A ceasefire between rival Palestinian factions appears to be taking hold in the Gaza Strip after about 23 people died during days of in-fighting.
Fighters remain on the streets despite orders to withdraw
There have been no major clashes since Saturday, when Fatah and Hamas renewed a truce which had twice broken down.
The two sides have been locked in a bitter power struggle since Hamas won elections in January 2006.
But Hamas political leader Khaled Meshaal said the factions had to resolve their differences peacefully.
He was speaking to journalists in the Syrian capital Damascus ahead of a meeting with Palestinian President Mahmoud Abbas, the head of Fatah, on Tuesday in Saudi Arabia.
"The situation does not afford failure," Mr Meshaal, who lives in Syria, said about the talks on forming a national unity government with Mr Abbas.
"I say to Abu Mazen [Mr Abbas]: we have no option but to succeed."
This will be the second meeting between the two leaders since a summit in Damascus on 21 January ended without a breakthrough.
The BBC's Alan Johnston in Gaza says for now, at least, it does seem that Hamas and Fatah have acted to restrain their forces.
The centre of Gaza City remains tense, he says, and the two sides have not abandoned all the positions that they took up during the fighting.
But the armed presence on the streets is now much reduced, and throughout Gaza there have been no reports of serious clashes.
The fighting, which erupted on a large scale last month, has brought Gaza to a virtual standstill.
Residents began venturing out for the first time in days on Sunday, to find militants manning checkpoints and stores remaining closed despite the renewed truce, Reuters news agency reported.

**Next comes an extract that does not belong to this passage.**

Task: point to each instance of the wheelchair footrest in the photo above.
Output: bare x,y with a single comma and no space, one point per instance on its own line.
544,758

"We pray to God that the fighting, which only served Israel, will stop once and for all," Gaza resident Abu Mohammad said, standing outside his home.
Senior Hamas and Fatah officials agreed to restore the ceasefire, pull gunmen off the streets and remove ad hoc checkpoints which had sprung up.
But fighting continued through the night and into the early hours of Sunday.
Mortar bombs exploded near Mr Abbas' residence, while gunmen continued to exchange fire.
Two members of Mr Abbas' presidential guard died on Sunday from wounds sustained in earlier fighting, hospital sources said.